Peter Landman reports from the Council cabinet on budget cuts to deal with overspending that will extend well into 2024.
By Peter Landman

Cerullo/unsplash
Newham Council will slash its looming £14 million budget deficit with a crisis programme of savings that will affect jobs, support for young people and money available to tackle the Borough’s deepening homes crisis.
The Council cabinet has agreed a list of urgent cuts over the coming months to reduce the budget deficit by half and warned of more to come next year as officials scramble to balance the books.
Cuts agreed by the Council involve:
- Fewer jobs for agency workers
- A ban on overtime working by Council staff
- A freeze on recruitment for Council jobs
There will also be less money spent on young people’s services and some resources allocated for social housing will be transferred to address the homelessness and temporary accommodation crisis.
Savings will be made across a range of Council areas including adult social care (£3,433,000); housing and community wealth (£600,000); transfer of social housing for 2023/24 to temporary accommodation (£1,770,000) and youth services (£1,200,00); in total more than half of the deficit will be dealt with in the short term.
Council leaders blame government cuts, economic austerity and neglect over the crisis facing local authorities with high levels of deprivation for the financial crisis.
Cllr Zulfiqar Ali, the cabinet member for finance, told the meeting that areas such as funding for social care of both adults and children are grossly underfunded by government. He said London’s homelessness crisis is the most severe in the country and that London boroughs have an average estimated overspend of £12m in 2023/24, all as a result of the failure of government policy.
Part of the problem facing the Council has been a spike in spending on homelessness. There was a 35% increase in the number of households presenting as homeless from February 2022 to 2023. In July it was revealed the Council had spent £7.4 million more than its budget for temporary accommodation.
Around seven per cent of the Borough’s residents living in temporary accommodation are placed in hotels, which has put “massive pressure” on the Council ’s finances.
As a result the Council is planning to extend its use of places outside the Borough for temporary accommodation, even though, as reported in Newham Voices last month in places like Chatham there is local opposition to Newham’s transfer of its homeless families.
Mayor of Newham, Rokhsana Fiaz, said: “We are continuing to take swift action to tackle the financial challenges facing our Borough, using effective and robust financial management alongside a host of measures that will ensure that vital services continue.”
She said the action by the Council will drive down spending to reduce the budget deficit from £14.2m to £7.3m.
“Years of austerity, cuts in funding, high inflation, higher demand for key services and the lack of reform to local government funding is stretching our budget like never before,” she said.
Despite the latest cuts problems will still remain, so more cuts are expected in the budget for next year.

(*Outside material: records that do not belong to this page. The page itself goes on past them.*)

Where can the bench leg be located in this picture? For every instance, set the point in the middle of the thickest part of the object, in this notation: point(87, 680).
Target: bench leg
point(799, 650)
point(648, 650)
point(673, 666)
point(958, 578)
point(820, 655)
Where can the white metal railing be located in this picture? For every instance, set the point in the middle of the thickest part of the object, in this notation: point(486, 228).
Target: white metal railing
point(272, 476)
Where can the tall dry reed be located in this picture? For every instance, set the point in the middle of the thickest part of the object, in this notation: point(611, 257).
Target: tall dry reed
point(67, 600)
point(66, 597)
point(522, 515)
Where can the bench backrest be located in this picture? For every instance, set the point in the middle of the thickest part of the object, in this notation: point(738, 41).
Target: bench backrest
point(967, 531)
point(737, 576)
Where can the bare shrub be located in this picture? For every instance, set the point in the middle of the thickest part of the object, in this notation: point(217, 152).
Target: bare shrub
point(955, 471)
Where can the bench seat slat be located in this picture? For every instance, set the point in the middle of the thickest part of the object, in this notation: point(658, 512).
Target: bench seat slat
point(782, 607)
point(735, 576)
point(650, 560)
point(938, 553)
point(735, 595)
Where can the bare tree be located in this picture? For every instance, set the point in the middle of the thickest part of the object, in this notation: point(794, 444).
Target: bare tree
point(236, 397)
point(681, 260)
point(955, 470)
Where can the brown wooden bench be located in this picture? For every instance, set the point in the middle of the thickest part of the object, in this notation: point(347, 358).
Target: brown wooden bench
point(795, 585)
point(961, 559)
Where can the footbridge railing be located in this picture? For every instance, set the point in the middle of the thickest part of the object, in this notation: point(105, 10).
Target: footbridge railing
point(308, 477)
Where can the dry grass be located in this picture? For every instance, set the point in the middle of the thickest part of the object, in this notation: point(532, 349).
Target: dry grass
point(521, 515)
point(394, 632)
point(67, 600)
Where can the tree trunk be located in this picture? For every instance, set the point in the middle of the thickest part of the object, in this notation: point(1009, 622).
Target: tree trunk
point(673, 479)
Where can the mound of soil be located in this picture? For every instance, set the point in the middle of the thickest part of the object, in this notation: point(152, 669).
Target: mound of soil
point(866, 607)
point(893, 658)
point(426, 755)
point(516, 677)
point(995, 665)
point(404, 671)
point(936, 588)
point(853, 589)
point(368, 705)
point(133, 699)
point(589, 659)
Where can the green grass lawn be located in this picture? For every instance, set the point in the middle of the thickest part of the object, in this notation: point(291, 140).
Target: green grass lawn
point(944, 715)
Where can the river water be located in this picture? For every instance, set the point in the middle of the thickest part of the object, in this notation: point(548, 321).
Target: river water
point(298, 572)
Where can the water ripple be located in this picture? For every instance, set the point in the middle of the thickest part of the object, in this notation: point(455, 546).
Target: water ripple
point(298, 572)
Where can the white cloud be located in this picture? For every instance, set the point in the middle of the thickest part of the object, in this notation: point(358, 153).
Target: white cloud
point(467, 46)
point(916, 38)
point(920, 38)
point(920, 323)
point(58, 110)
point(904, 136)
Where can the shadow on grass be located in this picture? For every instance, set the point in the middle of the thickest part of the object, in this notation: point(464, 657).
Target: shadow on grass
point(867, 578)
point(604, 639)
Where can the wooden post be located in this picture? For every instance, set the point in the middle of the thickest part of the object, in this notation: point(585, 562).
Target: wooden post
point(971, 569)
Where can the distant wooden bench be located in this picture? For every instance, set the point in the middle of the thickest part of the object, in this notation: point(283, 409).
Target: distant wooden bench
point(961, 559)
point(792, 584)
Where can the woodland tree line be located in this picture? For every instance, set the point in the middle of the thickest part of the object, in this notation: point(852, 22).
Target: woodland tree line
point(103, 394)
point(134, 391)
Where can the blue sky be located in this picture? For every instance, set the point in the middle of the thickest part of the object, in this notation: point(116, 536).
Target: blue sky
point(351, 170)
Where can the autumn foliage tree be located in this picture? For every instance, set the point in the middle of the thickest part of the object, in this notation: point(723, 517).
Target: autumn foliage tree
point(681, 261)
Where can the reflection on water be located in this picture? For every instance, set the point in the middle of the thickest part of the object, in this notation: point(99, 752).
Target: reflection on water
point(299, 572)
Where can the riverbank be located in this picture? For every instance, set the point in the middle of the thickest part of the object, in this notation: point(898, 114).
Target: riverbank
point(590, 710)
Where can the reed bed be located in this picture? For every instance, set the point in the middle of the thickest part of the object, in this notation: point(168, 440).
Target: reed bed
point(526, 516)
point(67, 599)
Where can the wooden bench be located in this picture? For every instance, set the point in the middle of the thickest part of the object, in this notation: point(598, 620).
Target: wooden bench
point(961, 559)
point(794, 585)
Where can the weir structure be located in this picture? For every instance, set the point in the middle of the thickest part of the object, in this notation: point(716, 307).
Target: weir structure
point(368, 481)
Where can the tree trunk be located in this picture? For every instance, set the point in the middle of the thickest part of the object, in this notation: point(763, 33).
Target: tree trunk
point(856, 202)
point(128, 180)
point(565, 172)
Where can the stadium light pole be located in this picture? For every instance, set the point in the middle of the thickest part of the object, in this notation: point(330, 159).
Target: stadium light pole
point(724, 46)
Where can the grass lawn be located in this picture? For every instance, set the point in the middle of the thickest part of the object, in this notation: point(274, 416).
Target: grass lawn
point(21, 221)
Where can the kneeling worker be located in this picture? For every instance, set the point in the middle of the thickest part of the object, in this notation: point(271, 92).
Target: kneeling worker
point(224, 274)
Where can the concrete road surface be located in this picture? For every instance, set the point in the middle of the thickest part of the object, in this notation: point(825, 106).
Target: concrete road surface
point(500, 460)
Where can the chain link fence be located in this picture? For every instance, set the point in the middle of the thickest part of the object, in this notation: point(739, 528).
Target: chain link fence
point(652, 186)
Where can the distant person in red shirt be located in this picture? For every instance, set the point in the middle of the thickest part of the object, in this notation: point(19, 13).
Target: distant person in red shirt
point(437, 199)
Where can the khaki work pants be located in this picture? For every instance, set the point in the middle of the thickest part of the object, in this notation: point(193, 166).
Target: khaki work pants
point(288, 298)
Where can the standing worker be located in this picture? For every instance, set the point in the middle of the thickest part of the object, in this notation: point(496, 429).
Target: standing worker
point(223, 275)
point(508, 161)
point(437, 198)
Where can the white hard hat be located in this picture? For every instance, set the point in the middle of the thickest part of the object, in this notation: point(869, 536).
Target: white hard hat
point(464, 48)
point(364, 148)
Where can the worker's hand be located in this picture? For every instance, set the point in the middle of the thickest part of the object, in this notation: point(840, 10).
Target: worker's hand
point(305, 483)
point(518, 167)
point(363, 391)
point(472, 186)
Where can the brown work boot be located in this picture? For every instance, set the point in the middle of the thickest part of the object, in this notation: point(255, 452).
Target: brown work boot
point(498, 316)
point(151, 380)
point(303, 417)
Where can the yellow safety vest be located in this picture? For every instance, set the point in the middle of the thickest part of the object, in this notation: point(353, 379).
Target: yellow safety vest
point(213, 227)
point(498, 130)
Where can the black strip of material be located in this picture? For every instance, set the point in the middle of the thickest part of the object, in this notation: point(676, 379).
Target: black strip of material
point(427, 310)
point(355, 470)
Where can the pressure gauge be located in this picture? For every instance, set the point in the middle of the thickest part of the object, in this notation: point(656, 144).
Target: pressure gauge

All change at the gym: new contract for leisure centres
The Council has agreed a combined leisure management health promotion contract with Greenwich Leisure bringing to an end the existing arrangement with Active Newham.
The new deal will recognise the need for more physical activity and the high incidence of obesity, particularly among children.
It includes a range of health promotion initiatives, including free swimming for children under 16, and people over 60; specially designed classes and facilities for older people; lower intensity classes and activities for people new to physical exercise.
There will be discounts for community projects on physical activity, with existing discounts for people on benefits and over 60 and free off peak membership for refugees in Newham.